One of the advantages of discrete signals over analog signals is that there is no need to reproduce the signal continuously at all times. Due to this, it becomes possible to transmit messages from different sources over the same radio link, organizing multichannel communication with time division of channels.

Intuitively, fast time-varying analog signals require small steps to sample. In ch. 5 this fundamentally important issue will be explored in detail.

A special kind of discrete signals are digital signals. They are characterized by the fact that the reading values ​​are presented in the form of numbers. For reasons of technical convenience of implementation and processing, binary numbers with a limited and usually not too large number of digits are usually used. Recently, there has been a trend towards widespread adoption of systems with digital signals. This is due to the significant advances made by microelectronics and integrated circuitry.

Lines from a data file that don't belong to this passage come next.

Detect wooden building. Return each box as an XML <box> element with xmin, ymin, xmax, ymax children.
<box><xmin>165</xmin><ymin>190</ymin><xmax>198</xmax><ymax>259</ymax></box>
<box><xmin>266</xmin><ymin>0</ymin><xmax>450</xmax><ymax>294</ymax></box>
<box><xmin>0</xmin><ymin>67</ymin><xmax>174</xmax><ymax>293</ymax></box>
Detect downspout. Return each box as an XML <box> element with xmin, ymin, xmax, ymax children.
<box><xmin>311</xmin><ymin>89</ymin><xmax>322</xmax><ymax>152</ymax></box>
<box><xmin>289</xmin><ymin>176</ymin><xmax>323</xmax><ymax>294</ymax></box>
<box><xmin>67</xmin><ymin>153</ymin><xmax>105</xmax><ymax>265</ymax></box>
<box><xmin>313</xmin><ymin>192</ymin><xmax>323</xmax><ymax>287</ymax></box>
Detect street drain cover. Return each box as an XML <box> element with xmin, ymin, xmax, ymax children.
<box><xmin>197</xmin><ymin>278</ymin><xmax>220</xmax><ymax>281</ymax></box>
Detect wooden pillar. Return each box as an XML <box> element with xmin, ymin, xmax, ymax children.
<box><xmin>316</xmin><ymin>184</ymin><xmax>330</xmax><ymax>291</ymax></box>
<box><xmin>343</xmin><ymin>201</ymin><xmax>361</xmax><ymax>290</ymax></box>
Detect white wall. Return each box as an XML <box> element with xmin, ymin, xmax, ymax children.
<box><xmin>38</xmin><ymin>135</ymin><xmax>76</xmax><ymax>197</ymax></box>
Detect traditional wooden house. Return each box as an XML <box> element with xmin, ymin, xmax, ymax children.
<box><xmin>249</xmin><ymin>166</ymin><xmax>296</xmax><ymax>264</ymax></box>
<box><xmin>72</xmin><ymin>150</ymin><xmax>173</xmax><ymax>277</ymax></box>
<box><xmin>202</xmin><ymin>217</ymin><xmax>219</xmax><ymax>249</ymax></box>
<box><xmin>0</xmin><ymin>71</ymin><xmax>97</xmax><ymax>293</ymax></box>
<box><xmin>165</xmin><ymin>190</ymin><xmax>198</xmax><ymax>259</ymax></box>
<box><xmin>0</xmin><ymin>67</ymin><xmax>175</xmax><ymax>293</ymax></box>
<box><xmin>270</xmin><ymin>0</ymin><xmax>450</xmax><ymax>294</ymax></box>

It should be borne in mind that in essence any discrete or digital signal (we are talking about a signal - a physical process, not a mathematical model) is an analog signal. So, a slowly changing analog signal can be compared with its discrete image, which has the form of a sequence of rectangular video pulses of the same duration (Fig. 1.2, a); the height of the ethnh impulses is proportional to the values ​​at the reference points. However, you can act differently, keeping the height of the pulses constant, but changing their duration in accordance with the current reading values ​​(Fig. 1.2, b).

Rice. 1.2. Discretization of the analog signal: a - at variable amplitude; b - with variable duration of the counting pulses

The two analog sampling methods presented here become equivalent if we assume that the values ​​of the analog signal at the sampling points are proportional to the area of ​​the individual video pulses.

The fixation of sample values ​​in the form of numbers is also carried out by displaying the latter in the form of a sequence of video pulses. The binary number system is ideally suited for this procedure. You can, for example, associate a high level with one and a low potential level with zero, f Discrete signals and their properties will be studied in detail in Ch. 15.